The Format Specification Language

bread reads binary data according to a format specification. Format specifications are just lists. Each element in the list is called a field descriptor. Field descriptors describe how to consume a piece of binary data from the input, usually to create a field in the resulting object. Field descriptors are consumed from the format specification one at a time until the entire list has been consumed.

Field Descriptors

Most field descriptors will consume a certain amount of binary data and produce a value of a certain basic type.

Integers

intX(num_bits, signed) - the next num_bits bits represent an integer. If signed is True, the integer is interpreted as a signed, twos-complement number.

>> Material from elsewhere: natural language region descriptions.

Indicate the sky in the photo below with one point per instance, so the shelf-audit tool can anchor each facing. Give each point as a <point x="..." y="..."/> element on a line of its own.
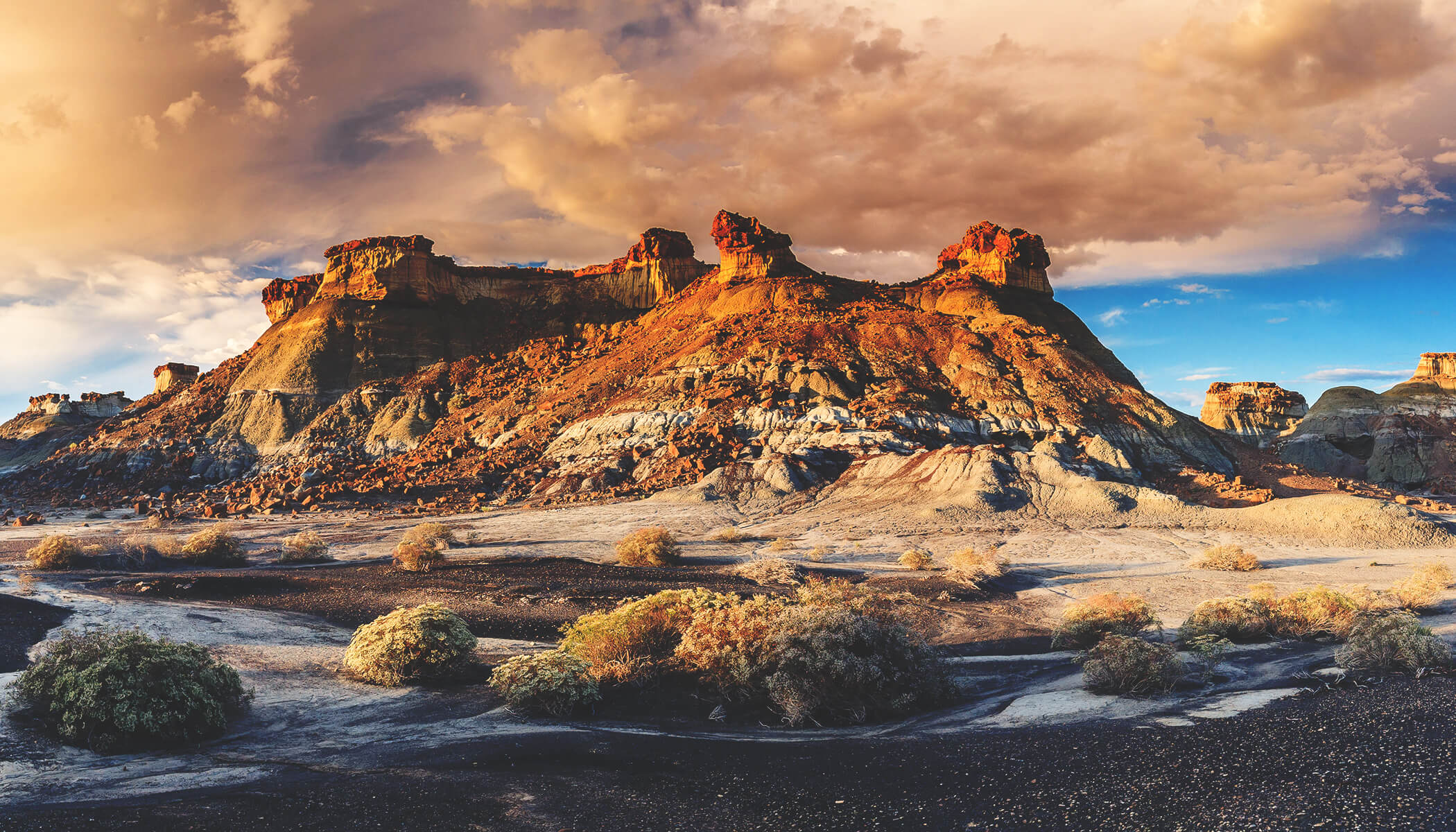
<point x="1231" y="190"/>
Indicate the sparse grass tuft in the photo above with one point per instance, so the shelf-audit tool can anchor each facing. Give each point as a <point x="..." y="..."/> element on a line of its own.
<point x="730" y="535"/>
<point x="1129" y="665"/>
<point x="214" y="547"/>
<point x="1227" y="558"/>
<point x="55" y="553"/>
<point x="1086" y="621"/>
<point x="419" y="643"/>
<point x="1389" y="641"/>
<point x="304" y="548"/>
<point x="769" y="571"/>
<point x="652" y="547"/>
<point x="1233" y="618"/>
<point x="916" y="560"/>
<point x="976" y="566"/>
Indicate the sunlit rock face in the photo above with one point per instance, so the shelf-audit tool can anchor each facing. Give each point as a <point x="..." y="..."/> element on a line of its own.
<point x="173" y="375"/>
<point x="1404" y="436"/>
<point x="1253" y="411"/>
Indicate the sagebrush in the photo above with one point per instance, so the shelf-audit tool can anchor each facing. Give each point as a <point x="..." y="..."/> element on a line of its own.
<point x="117" y="690"/>
<point x="1086" y="621"/>
<point x="214" y="547"/>
<point x="652" y="547"/>
<point x="419" y="643"/>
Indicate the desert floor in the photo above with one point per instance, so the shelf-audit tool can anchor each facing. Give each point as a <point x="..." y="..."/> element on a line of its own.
<point x="1265" y="745"/>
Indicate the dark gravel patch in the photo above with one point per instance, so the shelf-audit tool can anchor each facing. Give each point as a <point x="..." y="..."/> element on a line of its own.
<point x="22" y="624"/>
<point x="1378" y="758"/>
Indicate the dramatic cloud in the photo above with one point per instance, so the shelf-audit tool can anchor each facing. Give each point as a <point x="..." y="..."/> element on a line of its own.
<point x="1143" y="140"/>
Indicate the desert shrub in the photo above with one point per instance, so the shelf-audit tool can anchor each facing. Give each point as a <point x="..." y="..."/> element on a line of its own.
<point x="1207" y="653"/>
<point x="836" y="664"/>
<point x="916" y="560"/>
<point x="648" y="548"/>
<point x="1232" y="618"/>
<point x="1423" y="587"/>
<point x="730" y="535"/>
<point x="729" y="646"/>
<point x="769" y="571"/>
<point x="1312" y="611"/>
<point x="974" y="566"/>
<point x="1392" y="640"/>
<point x="115" y="690"/>
<point x="55" y="553"/>
<point x="418" y="643"/>
<point x="304" y="548"/>
<point x="417" y="558"/>
<point x="214" y="547"/>
<point x="431" y="535"/>
<point x="634" y="641"/>
<point x="1227" y="558"/>
<point x="555" y="682"/>
<point x="1130" y="665"/>
<point x="1085" y="621"/>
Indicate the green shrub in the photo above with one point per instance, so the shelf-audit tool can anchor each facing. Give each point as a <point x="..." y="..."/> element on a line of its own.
<point x="729" y="646"/>
<point x="114" y="690"/>
<point x="1227" y="558"/>
<point x="1233" y="618"/>
<point x="839" y="665"/>
<point x="431" y="535"/>
<point x="1392" y="640"/>
<point x="55" y="553"/>
<point x="214" y="547"/>
<point x="1085" y="621"/>
<point x="648" y="548"/>
<point x="1130" y="665"/>
<point x="419" y="643"/>
<point x="554" y="682"/>
<point x="634" y="641"/>
<point x="304" y="548"/>
<point x="916" y="560"/>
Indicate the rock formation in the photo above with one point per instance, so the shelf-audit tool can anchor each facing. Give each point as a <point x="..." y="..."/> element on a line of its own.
<point x="173" y="375"/>
<point x="1253" y="411"/>
<point x="402" y="374"/>
<point x="1403" y="437"/>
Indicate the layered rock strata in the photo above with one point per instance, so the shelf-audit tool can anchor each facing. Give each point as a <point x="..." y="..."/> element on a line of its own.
<point x="1253" y="411"/>
<point x="1403" y="437"/>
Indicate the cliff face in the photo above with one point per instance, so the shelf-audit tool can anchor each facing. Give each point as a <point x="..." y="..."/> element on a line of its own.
<point x="1253" y="411"/>
<point x="1404" y="436"/>
<point x="401" y="369"/>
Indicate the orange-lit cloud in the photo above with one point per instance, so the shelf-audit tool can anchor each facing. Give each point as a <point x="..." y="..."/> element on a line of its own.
<point x="1141" y="137"/>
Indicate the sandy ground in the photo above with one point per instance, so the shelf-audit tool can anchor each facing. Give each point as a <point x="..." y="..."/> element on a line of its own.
<point x="309" y="719"/>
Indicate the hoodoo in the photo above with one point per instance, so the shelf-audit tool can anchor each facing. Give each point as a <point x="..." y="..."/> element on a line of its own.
<point x="1253" y="411"/>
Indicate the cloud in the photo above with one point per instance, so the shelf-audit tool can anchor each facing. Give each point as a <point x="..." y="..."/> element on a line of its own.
<point x="1113" y="317"/>
<point x="1353" y="374"/>
<point x="180" y="112"/>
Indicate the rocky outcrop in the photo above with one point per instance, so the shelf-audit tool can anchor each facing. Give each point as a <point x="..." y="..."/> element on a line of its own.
<point x="747" y="248"/>
<point x="173" y="375"/>
<point x="1016" y="259"/>
<point x="287" y="295"/>
<point x="1403" y="437"/>
<point x="410" y="375"/>
<point x="1253" y="411"/>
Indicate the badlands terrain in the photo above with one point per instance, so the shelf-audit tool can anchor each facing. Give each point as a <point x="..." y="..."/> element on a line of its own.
<point x="836" y="424"/>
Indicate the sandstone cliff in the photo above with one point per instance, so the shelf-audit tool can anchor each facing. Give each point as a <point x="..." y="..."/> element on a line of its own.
<point x="1404" y="436"/>
<point x="1253" y="411"/>
<point x="398" y="372"/>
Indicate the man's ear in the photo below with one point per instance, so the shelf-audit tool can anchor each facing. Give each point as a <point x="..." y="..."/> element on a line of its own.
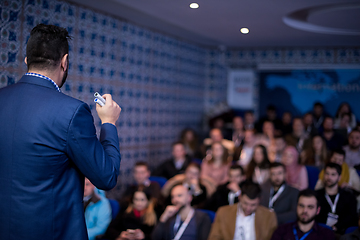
<point x="64" y="62"/>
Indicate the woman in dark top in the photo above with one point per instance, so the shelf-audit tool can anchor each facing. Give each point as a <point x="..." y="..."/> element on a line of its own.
<point x="137" y="220"/>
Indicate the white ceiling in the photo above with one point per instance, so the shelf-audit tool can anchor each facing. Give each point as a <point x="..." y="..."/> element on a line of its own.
<point x="217" y="22"/>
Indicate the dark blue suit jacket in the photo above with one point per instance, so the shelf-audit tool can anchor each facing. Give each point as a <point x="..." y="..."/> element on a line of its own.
<point x="47" y="144"/>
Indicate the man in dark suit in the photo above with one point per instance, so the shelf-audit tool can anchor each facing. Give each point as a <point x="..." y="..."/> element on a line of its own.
<point x="48" y="144"/>
<point x="279" y="196"/>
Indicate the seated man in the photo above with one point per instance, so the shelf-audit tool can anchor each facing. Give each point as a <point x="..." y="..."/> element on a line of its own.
<point x="97" y="211"/>
<point x="176" y="165"/>
<point x="338" y="207"/>
<point x="180" y="220"/>
<point x="141" y="175"/>
<point x="245" y="220"/>
<point x="227" y="194"/>
<point x="279" y="196"/>
<point x="305" y="227"/>
<point x="191" y="181"/>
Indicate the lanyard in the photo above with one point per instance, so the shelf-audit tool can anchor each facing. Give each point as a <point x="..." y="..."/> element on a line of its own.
<point x="183" y="226"/>
<point x="276" y="196"/>
<point x="44" y="77"/>
<point x="332" y="205"/>
<point x="303" y="237"/>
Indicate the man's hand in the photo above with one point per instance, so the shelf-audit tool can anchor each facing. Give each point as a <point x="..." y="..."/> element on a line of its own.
<point x="110" y="112"/>
<point x="168" y="213"/>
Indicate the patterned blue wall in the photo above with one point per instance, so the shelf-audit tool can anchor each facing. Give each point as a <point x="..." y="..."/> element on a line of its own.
<point x="163" y="84"/>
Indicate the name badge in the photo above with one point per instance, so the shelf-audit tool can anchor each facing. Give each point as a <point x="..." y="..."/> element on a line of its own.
<point x="332" y="219"/>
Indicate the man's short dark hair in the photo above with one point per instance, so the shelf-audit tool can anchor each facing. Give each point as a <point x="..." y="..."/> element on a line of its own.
<point x="339" y="151"/>
<point x="335" y="166"/>
<point x="277" y="164"/>
<point x="46" y="46"/>
<point x="142" y="164"/>
<point x="308" y="193"/>
<point x="237" y="167"/>
<point x="250" y="189"/>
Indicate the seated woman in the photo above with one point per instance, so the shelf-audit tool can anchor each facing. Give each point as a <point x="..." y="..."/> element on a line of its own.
<point x="258" y="168"/>
<point x="317" y="154"/>
<point x="296" y="174"/>
<point x="137" y="221"/>
<point x="349" y="177"/>
<point x="216" y="165"/>
<point x="191" y="179"/>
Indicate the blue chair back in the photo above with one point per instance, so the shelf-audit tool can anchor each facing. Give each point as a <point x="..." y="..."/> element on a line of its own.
<point x="160" y="180"/>
<point x="313" y="176"/>
<point x="211" y="214"/>
<point x="115" y="207"/>
<point x="350" y="229"/>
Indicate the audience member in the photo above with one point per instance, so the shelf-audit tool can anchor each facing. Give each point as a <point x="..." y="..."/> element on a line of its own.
<point x="180" y="220"/>
<point x="333" y="139"/>
<point x="349" y="177"/>
<point x="279" y="147"/>
<point x="217" y="137"/>
<point x="97" y="211"/>
<point x="308" y="121"/>
<point x="344" y="108"/>
<point x="238" y="133"/>
<point x="352" y="150"/>
<point x="258" y="168"/>
<point x="299" y="138"/>
<point x="141" y="175"/>
<point x="176" y="165"/>
<point x="305" y="227"/>
<point x="216" y="166"/>
<point x="249" y="118"/>
<point x="244" y="152"/>
<point x="337" y="206"/>
<point x="227" y="194"/>
<point x="191" y="143"/>
<point x="286" y="126"/>
<point x="317" y="154"/>
<point x="245" y="220"/>
<point x="318" y="115"/>
<point x="137" y="220"/>
<point x="279" y="196"/>
<point x="190" y="180"/>
<point x="296" y="174"/>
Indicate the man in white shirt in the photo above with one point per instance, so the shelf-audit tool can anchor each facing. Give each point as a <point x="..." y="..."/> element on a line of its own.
<point x="245" y="220"/>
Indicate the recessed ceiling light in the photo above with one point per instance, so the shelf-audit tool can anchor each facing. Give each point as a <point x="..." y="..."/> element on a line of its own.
<point x="244" y="30"/>
<point x="194" y="5"/>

For convenience and improved readability, the following shorthands are defined:

Field Descriptor Width (Bits) Signed
bit 1 no
semi_nibble 2 no
nibble 4 no
byte 8 no
uint8 8 no
uint16 16 no
uint32 32 no
uint64 64 no
int8 8 yes
int16 16 yes
int32 32 yes
int64 64 yes

Strings

string(length, encoding) - the next length bytes represent a string of the given length. You can pick an encoding for the strings to encode and decode in; the default is utf-8.

Booleans

boolean - the next bit represents a boolean value. 0 is False, 1 is True

Enumerations

enum(length, values, default=None) - the next length bits represent one of a set of values, whose values are given by the dictionary values. If default is specified, it will be returned if the bits do not correspond to any value in values. Otherwise, it raises a ValueError.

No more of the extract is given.